Annual Report 2017-2018

OUR BRIGHT FUTURE pride “Everyone was so supportive, and I realized this is a place that sets you up for success.” — PAMELA GOMEZ ’18, WESLEYAN UNIVERSITY

Ask Pamela Gomez ’18 what she’ll miss most about Wildwood and the answer is instant. “The energy,” she says without hesitation. “As soon as you walk into the school, people greet you with a positive attitude and a smile. There’s something about the optimism in the air—it makes you feel like you can do anything.” For Pamela, that energy was infectious. She arrived in 9th grade, having transferred from a local public school and feeling woefully underprepared. “I came in not knowing what teachers expected and not used to doing the same amount of work as the students who had been here since middle school,” she recalls. “But everyone was so supportive, and I realized this is a place that sets you up for success. The tools are there for you; you just have to put in the effort, and there’s no telling where you’ll go.” In Pamela’s case, the answer was “far.” She played four years of volleyball (one as captain of the junior varsity squad), was on the school’s soccer team, sang and danced her way through musicals like Grease and The Sound of Music and jammed as a violin-playing member of the Senior Institute jazz band, interned at Cedars-Sinai Medical Center, attended three International Community Involvement trips to Guatemala and Belize, all while thriving academically. Throw in her year spent on the swim team, and it becomes clear this was one Wolf making serious waves.

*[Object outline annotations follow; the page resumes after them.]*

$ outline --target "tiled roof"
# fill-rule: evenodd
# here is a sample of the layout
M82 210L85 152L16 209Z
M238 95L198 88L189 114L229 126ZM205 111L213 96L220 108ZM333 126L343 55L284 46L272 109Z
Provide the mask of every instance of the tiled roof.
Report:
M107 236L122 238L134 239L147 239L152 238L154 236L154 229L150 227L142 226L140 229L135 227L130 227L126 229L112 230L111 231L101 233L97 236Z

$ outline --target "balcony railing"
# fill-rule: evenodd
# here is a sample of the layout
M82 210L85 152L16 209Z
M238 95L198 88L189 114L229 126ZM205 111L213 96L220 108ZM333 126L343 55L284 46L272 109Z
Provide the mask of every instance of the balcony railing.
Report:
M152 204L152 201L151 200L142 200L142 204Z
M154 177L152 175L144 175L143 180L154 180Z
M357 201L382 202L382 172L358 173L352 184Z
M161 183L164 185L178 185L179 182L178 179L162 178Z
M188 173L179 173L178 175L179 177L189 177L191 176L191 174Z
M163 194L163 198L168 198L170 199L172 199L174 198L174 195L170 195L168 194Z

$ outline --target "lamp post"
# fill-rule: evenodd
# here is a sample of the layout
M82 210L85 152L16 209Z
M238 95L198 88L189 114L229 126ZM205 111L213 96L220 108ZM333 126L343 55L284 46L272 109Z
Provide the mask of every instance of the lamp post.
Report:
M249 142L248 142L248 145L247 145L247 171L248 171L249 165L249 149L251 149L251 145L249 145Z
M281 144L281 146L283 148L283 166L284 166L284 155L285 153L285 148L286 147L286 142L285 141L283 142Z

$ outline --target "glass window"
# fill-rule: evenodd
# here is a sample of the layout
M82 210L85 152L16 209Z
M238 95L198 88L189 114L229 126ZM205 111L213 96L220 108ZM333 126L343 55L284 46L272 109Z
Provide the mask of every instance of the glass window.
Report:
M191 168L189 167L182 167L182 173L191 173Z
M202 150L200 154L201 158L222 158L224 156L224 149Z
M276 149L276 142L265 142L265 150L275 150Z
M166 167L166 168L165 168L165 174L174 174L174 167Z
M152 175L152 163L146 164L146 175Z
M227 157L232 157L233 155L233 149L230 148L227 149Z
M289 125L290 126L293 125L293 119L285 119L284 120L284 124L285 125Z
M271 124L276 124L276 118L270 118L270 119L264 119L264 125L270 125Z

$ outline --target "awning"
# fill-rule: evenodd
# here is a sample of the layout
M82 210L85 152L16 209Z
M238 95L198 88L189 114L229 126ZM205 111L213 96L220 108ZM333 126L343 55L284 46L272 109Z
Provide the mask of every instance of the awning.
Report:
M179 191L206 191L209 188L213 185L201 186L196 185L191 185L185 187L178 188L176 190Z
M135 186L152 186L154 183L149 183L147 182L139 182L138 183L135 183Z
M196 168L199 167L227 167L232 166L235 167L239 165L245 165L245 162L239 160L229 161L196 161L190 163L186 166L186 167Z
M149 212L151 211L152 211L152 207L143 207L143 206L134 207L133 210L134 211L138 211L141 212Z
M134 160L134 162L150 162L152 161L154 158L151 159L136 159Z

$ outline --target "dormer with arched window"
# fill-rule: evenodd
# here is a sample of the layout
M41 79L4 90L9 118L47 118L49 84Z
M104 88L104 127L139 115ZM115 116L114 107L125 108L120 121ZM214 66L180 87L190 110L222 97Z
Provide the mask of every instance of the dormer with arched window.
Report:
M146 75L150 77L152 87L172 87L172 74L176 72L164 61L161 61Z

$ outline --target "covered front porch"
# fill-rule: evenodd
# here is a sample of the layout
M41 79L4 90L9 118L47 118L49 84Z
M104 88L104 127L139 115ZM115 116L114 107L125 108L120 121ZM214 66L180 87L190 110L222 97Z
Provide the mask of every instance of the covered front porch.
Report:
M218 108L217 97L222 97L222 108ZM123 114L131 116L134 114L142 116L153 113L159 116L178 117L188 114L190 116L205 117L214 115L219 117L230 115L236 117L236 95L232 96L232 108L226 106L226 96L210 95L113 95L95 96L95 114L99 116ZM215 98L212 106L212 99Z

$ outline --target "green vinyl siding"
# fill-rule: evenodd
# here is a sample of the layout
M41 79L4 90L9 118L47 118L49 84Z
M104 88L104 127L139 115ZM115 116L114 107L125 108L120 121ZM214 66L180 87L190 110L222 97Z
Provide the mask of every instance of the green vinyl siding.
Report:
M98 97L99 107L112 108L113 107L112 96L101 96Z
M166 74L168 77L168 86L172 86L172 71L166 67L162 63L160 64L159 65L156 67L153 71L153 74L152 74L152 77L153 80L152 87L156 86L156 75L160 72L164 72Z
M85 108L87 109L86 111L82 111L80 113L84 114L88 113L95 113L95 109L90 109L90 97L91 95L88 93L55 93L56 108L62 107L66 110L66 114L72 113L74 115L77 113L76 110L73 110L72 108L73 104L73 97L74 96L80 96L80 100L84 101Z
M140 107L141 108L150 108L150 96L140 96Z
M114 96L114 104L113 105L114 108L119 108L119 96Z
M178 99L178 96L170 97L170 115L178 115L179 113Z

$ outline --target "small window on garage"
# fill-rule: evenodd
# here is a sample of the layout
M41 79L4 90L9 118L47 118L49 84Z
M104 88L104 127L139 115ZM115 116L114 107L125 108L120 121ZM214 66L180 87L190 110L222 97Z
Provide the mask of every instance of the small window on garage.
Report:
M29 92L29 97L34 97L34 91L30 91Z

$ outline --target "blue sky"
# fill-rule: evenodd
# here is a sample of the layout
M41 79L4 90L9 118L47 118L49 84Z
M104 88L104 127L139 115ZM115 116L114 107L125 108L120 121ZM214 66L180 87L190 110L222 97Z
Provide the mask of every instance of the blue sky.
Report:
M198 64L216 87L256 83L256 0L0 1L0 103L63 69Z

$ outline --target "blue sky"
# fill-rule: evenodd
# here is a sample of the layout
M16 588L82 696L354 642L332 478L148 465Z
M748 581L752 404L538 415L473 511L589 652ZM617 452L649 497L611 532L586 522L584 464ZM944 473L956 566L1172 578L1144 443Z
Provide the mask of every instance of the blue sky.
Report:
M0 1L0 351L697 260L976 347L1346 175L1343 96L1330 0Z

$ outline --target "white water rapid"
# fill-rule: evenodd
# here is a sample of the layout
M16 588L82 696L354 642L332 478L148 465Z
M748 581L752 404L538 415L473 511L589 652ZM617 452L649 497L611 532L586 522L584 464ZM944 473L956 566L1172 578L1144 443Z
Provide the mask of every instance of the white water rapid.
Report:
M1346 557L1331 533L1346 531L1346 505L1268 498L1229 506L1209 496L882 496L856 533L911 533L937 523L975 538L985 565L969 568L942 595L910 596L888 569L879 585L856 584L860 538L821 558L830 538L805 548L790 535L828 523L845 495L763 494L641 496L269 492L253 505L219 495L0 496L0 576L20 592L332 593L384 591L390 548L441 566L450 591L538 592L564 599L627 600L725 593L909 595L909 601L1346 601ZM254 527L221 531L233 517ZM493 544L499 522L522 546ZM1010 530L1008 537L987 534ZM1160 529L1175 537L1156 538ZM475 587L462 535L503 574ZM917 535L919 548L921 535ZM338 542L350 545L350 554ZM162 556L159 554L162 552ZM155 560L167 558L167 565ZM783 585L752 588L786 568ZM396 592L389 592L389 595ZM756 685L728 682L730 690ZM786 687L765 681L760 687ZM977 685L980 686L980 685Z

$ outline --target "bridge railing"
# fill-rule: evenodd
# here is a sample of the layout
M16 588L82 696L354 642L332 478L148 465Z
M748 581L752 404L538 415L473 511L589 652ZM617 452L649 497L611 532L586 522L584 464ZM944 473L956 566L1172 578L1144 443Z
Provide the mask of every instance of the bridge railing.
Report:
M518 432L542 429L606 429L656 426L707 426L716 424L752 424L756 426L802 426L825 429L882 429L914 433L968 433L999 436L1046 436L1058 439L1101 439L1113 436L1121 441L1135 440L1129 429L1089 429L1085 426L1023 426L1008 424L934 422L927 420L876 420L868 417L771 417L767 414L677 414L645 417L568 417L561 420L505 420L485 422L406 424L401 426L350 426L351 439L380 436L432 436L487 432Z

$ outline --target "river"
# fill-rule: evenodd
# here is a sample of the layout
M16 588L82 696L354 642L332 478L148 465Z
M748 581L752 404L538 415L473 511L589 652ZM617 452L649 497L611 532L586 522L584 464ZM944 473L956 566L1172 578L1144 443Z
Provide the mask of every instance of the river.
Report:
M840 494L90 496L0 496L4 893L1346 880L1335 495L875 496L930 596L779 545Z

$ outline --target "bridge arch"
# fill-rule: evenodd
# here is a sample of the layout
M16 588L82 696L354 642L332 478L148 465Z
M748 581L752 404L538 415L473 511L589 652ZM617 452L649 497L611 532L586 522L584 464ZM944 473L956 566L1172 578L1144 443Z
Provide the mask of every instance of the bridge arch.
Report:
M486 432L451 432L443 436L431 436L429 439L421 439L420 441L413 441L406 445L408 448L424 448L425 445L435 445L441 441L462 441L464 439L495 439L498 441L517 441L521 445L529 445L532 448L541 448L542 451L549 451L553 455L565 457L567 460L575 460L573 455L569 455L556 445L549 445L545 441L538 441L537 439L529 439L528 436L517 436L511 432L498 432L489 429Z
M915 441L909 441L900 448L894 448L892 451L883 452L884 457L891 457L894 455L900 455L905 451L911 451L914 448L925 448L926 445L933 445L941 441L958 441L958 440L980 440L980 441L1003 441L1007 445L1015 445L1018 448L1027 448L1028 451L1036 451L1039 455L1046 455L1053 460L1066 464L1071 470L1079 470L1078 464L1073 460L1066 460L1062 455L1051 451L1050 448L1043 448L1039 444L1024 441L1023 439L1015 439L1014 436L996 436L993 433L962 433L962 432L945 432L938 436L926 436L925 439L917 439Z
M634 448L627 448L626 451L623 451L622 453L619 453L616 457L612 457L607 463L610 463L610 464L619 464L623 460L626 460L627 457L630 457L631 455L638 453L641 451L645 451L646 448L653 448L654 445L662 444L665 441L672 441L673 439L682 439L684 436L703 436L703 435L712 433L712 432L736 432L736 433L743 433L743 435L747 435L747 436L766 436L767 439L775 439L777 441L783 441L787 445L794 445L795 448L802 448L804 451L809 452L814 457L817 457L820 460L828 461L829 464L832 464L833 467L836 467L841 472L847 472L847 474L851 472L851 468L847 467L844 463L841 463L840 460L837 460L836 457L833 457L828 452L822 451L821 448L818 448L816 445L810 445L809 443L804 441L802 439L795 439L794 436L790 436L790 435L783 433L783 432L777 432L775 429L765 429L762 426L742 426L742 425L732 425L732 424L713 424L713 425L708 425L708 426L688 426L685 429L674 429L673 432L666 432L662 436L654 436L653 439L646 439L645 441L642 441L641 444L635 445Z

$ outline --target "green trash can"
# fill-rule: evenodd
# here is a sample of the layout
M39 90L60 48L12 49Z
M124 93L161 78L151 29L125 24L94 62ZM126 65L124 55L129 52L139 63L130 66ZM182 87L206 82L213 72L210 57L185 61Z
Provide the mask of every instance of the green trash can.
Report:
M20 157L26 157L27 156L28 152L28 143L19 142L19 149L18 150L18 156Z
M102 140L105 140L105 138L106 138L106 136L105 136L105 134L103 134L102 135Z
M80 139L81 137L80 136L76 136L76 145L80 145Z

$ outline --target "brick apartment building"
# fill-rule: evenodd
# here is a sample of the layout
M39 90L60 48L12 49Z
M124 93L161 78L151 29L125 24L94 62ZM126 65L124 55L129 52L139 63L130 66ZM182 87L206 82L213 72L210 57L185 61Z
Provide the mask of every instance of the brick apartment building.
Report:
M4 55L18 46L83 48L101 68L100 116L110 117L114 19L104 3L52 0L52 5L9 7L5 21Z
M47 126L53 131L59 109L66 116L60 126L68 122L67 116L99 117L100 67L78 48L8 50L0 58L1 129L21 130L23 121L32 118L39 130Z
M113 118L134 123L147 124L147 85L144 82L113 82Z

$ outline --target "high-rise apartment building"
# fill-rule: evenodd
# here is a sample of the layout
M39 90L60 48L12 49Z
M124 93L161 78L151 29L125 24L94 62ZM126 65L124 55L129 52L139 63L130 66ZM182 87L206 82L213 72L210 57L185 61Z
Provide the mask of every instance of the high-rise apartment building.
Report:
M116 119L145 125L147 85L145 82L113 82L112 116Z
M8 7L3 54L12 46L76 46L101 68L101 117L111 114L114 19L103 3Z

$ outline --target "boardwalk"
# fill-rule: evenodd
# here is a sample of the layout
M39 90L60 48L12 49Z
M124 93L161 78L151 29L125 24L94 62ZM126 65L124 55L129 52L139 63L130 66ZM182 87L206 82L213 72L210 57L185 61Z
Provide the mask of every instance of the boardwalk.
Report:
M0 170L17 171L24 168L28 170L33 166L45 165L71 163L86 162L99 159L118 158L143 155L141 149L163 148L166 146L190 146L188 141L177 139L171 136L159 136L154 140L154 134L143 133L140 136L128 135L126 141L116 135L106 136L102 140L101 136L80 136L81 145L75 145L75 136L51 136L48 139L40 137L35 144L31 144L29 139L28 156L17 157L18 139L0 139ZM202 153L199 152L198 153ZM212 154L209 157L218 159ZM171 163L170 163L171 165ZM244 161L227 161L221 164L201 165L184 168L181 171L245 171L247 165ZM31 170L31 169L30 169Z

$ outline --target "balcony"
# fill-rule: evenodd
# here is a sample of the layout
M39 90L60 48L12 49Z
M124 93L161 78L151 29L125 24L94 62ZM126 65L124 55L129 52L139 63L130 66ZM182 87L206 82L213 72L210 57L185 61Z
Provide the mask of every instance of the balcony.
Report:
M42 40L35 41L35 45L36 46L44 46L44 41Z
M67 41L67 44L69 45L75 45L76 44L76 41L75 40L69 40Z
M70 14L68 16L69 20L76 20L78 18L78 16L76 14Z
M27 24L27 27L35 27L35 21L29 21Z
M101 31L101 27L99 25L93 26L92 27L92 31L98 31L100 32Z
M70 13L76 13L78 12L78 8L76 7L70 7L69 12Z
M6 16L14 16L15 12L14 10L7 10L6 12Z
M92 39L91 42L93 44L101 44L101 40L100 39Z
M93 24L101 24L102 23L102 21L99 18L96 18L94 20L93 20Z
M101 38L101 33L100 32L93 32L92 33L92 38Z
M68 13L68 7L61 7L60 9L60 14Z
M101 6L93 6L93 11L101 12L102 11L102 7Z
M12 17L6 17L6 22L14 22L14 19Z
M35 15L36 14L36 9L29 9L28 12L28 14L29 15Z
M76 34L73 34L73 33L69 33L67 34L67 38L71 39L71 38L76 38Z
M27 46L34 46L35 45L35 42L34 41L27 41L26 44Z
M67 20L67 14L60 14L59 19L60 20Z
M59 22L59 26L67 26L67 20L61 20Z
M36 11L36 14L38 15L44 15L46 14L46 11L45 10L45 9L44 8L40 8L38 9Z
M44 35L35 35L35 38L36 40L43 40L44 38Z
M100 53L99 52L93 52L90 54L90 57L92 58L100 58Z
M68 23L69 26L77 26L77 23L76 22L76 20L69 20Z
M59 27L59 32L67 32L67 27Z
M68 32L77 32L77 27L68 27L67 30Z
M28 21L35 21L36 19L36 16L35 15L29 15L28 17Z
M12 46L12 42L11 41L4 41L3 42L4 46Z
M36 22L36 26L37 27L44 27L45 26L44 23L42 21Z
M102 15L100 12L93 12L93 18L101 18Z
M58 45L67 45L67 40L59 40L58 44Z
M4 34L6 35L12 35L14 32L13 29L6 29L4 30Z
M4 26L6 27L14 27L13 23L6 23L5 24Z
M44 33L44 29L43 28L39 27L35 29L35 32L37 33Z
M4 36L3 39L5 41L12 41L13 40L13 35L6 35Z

Looking back over her high-school years, Pamela points to her musical development as an example of Wildwood’s transforming influence. “When I first got here, I thought music was something you read off a chart,” she says. “But then I learned how to compose and how to really listen, which helped me flourish as a musician and get comfortable with letting go. It changed me completely.” Pamela says she was also influenced by the school’s wide-ranging diversity. “I encountered so much of it—not just ethnic diversity but also diversity of thought and interests,” she says. “In any given class, every one of us had different things to contribute based on our backgrounds, passions, and life experiences. And there were no boundaries: You could be a theater person and be on the varsity volleyball team.” As she begins her freshman year at Wesleyan, Pamela is grateful for her time at Wildwood. “When I think about that middle school girl now, I’m amazed,” she says. “I wasn’t confident in expressing my ideas. But Wildwood prepared me to face the world.” And although her high-school days are behind her, the skills Pamela built will follow her into the future. “I’ve learned to speak my mind and make my own choices,” she says. “In that way, Wildwood is always going to be a part of me.”